The result is what many see as a vacuum at the heart of policy-making (one that has prompted criticism of the luckless European Commission president, Romano Prodi). As one European diplomat put it: "We are probably in a critical process of change in the nature of the EU. With the enlargement of Europe and policies like defence and security, trade policy and justice and home affairs, it is more difficult to see where we are going."
Mr Blair, who has cultivated premiers such as Jose Maria Aznar of Spain, Wim Kok of the Netherlands, Antonio Guterres of Portugal and Guy Verhofstadt of Belgium, has seen an opportunity.
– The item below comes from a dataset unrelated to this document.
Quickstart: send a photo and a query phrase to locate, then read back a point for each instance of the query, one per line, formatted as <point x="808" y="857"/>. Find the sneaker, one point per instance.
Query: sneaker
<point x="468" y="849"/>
At last month's Lisbon summit the agenda was set not by France and Germany, but by a collection of other member states, including the UK, Portugal, which holds the EU presidency, Spain and the Netherlands. The UK has manoeuvred itself into a stronger position by settling a long-running dispute over a directive imposing an artists' levy on the re-sale of their works. A week ago Mr Brown even won support from several countries for his ideas on combating tax evasion.
This is, however, no revolution. Outside the euro there are limits to British influence and the UK is excluded from the important meeting of finance ministers from countries which take part. And constructed over a generation, the Franco-German alliance remains the most important bilateral relationship in Europe.
When Germany needed support for its candidate for the top International Monetary Fund post, France obliged; Paris has led the charge to isolate Austria over its inclusion of the far-right Freedom Party in government, backed by Berlin. Moreover the debate on how to deepen the EU, perhaps by allowing a multi-speed Europe to take shape, will be influenced more by Paris and Berlin than London.
Not only will such decisions be taken while France holds the EU presidency later this year, but they also fall into one area where co-operation between the French and the Germans has always been strong: European integration.
Nevertheless the EU has changed. The familiar pattern of Franco-German domination, driven forward by a powerful European Commission, has given way to a more complex patchwork of shifting alliances allowing a range of countries to set the pace - including Britain.